Fui apanhado por teus fulgores. A noite
lapidava seus ossos para a grande estreia. Fetiches descarnados anunciavam a entrada
no delírio. Estavas vestida com uma pele inesgotável em suas quedas. Um clímax
de ruínas que faziam de ti o despojo mais cobiçado do ritual. E tua voz na
celebração das imagens, gravitação de enigmas vorazes, o olhar concentrado de
todos em tuas palavras, cenário convertido em sombras dos sentidos que buscavas
reproduzir em tua leitura. Ouvir-te assim, meu amor, tornou-me um trota-mundos
de ti, o teatro repleto de tua voz, taça esvaziada do silêncio à tua espera.
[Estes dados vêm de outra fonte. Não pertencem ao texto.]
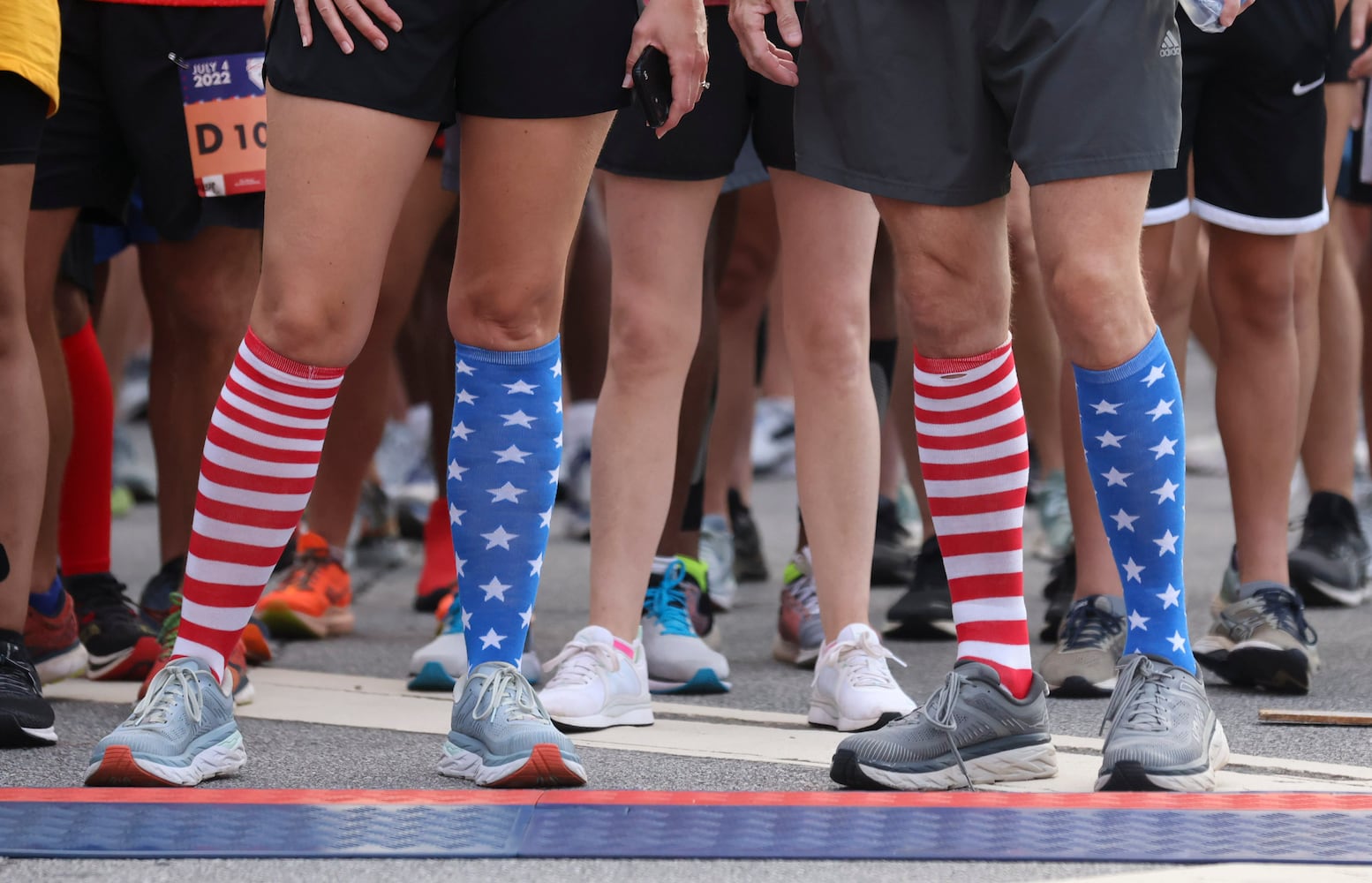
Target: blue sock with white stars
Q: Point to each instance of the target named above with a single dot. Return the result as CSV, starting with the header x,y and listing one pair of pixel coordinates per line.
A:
x,y
1134,431
502,461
Porém o palco repleto de vícios, os crimes litúrgicos, as vítimas ressequidas,
o explícito canibalismo… Como pude amar-te tanto, em um segundo apenas, e logo
ser devorado pelo terror de tua presença? A transgressão é fascinante também
para aqueles que têm por profissão evitá-la. Quem ousa separar na arte o que é
clemência ou bestialidade? Distinguir doçura e selvageria em tua voz, de que
serve? Cuido de tudo com discrição. Espero que todos esvaziem o camarim e rogo
ao policial por sua confiança, que me dispense as algemas. Porém a caminho da delegacia
ainda me indago – não a ti, não a ti – o que diabos fizemos para tornar isto
possível. E parece que a ninguém mais no mundo isto importa.
21.
Como expressar o que se pensa em meio a um
desânimo tão bem organizado? Não é o que se passa agora, em uma ou outra parte.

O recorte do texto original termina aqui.